So I just had some pictures taken by a professional studio, probably the first since I was a little kid. I've always had a weird thing about having my picture taken. I think that I can't take a good one, and as a consequence I can't. Always something stiff or awkward about it: a smile that looks like it is losing it around the edges, a grin a little too forced, or a no smile flat affect that looks pretty much like a mug shot.
At one point I had a license picture that was almost pleasant, but then when I went to get the new "enhanced" one, the pic they took makes me look like an unhappy corpse. I envy people like my spouse who can never seem to take a bad one.
I wonder how much of my issue with it is fearing that the camera sees things that I don't want to be seen, like an indigenous primitive in some barely explored place being afraid that the camera will snatch their soul.
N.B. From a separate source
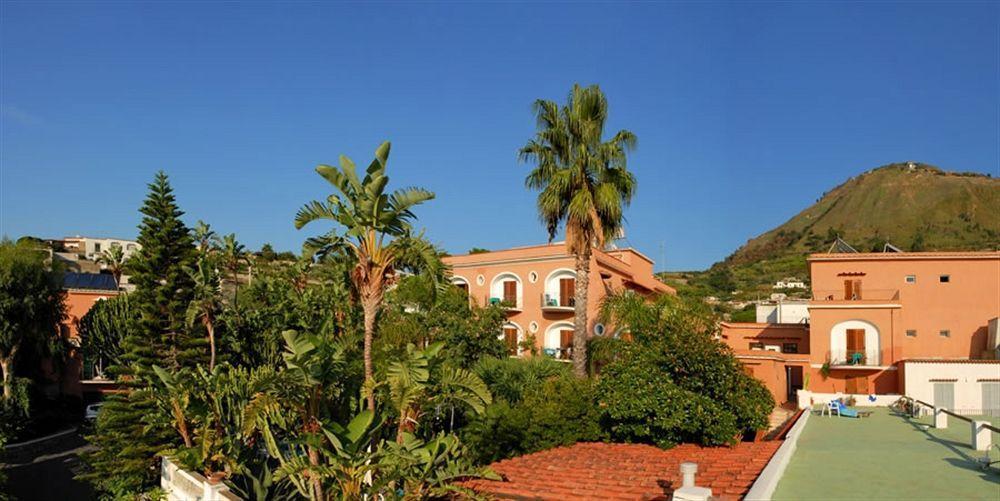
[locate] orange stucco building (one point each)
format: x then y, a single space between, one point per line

I think it is true that the face is a map of a life's experience. It's all there to be read. The thing is that most of the time it is in animation and there isn't that moment of stillness that lets you see under the surface. Photographs freeze that moment.
Given age there is more to the map, more to be revealed. I saw a recent picture of someone I have known since 1963. They're not a close friend. Could have been once, but it didn't happen. Their life of privilege leaves a blandness to the face that is startling. Another acquaintance's online portrait shows their scrappiness and energy coming through their eyes.
Well, I'm looking at the one from my shoot that I like the best. There's no smile or grin. The look is serious but the face seems very open, the gaze straight on. The woman at the studio said something about "someone you can trust." I think there is a lot of experience in that face, maybe even some wisdom, and maybe it's settled enough to finally take a good picture.